La prima memoria di uno schiavo americano

Una primizia, poi restata solitaria, della voga di scrittori americani neri a metà Novecento, tradotta nel 1962, cioè 125 anni dopo la sua pubblicazione, dal Saggiatore - una delle vecchie considerate Silerchie, presto nuovamente dimenticata. La “Narrativa” è stata materia, cento anni dopo, di Toni Morrison, “Beloved”, sulla vita impossibile degli schiavi fuggiaschi, “cacciati” come delinquenti - tanto che gli stessi non rifuggivano dalla peggiore violenza. Ma neanche il successo della Nobel le ha giovato. Ritorna con la polemica aperta negli Stati Uniti contro la Critical Race Theory, la revisione della storia americana come una storia di oppressione, e il movimento woke, o wokeness, le periodiche insorgenze delle minoranze, ora attorno alla questione nera e a quella femminista, dei movimenti black lives matter e #metoo.
Douglass è personaggio polytropos  direbbe Omero, multiforme: scrittore, editore, riformatore, abolizionista naturalmente, femminista (per il diritto di voto alle donne), candidato nel 1872 alla vice-presidenza degli Stati Uniti, candidata alla presidenza Victoria Woodhull, la prima e per un secolo e mezzo la sola candidata donna, di 34 anni, più giovane di una generazione del suo vice, per un Partito dell’Uguaglianza dei Diritti. Schiavo, in condizioni di durezza, fino ai vent’anni, che finirà colto educatore, ammiratore della Costituzione, “glorioso documento di libertà” – una difesa dei marginali, neri, schiavi.  
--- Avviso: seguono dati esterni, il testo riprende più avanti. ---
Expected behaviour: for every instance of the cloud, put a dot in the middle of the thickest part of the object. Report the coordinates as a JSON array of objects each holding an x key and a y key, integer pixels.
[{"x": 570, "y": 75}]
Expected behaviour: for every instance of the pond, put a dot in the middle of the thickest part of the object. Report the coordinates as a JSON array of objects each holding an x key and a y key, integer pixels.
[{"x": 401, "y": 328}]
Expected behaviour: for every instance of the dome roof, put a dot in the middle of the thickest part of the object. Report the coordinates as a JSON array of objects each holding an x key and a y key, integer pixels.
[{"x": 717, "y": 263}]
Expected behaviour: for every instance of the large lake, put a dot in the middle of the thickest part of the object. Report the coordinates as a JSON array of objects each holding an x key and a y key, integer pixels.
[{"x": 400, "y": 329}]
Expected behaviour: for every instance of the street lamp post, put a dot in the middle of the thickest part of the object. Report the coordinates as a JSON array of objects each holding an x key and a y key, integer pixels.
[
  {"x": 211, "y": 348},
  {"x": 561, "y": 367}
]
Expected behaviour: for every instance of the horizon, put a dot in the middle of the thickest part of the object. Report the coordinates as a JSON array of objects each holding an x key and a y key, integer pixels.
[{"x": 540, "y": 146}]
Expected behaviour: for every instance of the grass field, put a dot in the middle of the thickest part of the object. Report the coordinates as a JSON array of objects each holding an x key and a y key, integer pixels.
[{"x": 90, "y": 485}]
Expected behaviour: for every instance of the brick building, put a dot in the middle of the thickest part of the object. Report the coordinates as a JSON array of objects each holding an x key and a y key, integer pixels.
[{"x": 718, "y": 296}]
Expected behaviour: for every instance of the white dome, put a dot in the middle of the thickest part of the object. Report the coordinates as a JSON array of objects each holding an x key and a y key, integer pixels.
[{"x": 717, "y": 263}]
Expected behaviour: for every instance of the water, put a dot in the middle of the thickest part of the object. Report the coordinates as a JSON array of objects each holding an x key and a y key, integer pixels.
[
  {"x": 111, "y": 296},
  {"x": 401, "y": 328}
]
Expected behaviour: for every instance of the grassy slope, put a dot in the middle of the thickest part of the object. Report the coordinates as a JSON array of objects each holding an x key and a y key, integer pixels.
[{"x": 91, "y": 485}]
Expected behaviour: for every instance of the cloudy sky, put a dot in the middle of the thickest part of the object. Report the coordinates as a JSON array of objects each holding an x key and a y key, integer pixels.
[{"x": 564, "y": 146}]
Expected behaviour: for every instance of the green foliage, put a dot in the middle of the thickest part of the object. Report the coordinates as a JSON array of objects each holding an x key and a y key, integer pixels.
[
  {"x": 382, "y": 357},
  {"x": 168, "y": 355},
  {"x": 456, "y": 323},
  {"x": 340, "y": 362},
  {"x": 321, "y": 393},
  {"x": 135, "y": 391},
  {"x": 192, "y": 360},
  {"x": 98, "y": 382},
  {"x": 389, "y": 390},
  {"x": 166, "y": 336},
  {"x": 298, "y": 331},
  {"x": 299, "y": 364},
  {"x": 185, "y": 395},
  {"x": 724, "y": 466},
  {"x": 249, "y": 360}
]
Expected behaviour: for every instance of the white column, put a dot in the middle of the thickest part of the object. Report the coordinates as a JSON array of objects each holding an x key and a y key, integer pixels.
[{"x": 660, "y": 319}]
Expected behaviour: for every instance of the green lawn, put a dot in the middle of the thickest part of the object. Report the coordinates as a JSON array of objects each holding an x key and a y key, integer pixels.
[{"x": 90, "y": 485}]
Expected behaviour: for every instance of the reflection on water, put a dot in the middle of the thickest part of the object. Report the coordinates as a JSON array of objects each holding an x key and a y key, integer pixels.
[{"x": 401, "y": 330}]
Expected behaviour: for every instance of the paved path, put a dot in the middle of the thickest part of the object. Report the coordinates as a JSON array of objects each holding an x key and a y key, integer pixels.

Ma l’abolizionismo era ancora  un movimento “bianco”, spiegava Bruno Maffi alla prima edizione: Douglass “apre il moto di riscatto delle popolazioni di colore”, in America e altrove. La New England Anti-Slavery Society di Boston (1832) e un anno dopo l’American National Anti-Slavery Society raccoglieva un gruppo di politici di base, non in carriera, beneducati che si ponevano il problema di cosa farsene dei neri schiavi. Un passo precedente, che le due nuove leghe sostituivano, era stato nel 1816 l’American Colonization Society, che aveva come obiettivo di favorire il rimpatrio dei neri in Africa, il progetto che nel 1847 porterà alla creazione della Liberia, un colonialismo di ritorno non fortunato. Douglass avvia un movimento afroamericano di resistenza – che arriverà fino a John Brown, alla resistenza armata. o, uno stato di tensione perenne. Tale che i fuggiaschi non rifuggivano dalla peggiore violenza, la violeza della disperazione.
La memoria si apre col ricordo di un padrone sadico, “un uomo crudele inasprito da una lunga esistenza di negriero”, alla cui frusta Douglass bambino si svegliava – “ero apena un bimbo, me lo ricordo bene”: “Mi è spesso accaduto di essete svegliato, all’alba, dalle urla strazianti di una mia zia ch’egli soleva legare a un palo, e menare con lo staffile sulla schiena nuda finché non era letteralmente coperta di sangue… Più lei gridava, più lui menava la frusta”, finiva solo quando era stanco. Dal padrone dipendeva la razione giornaliera di cibo. Si mangiava per terra. Non c’era diritto a un letto. Nell’ignoranza: la colpa peggiore era imparare a leggere.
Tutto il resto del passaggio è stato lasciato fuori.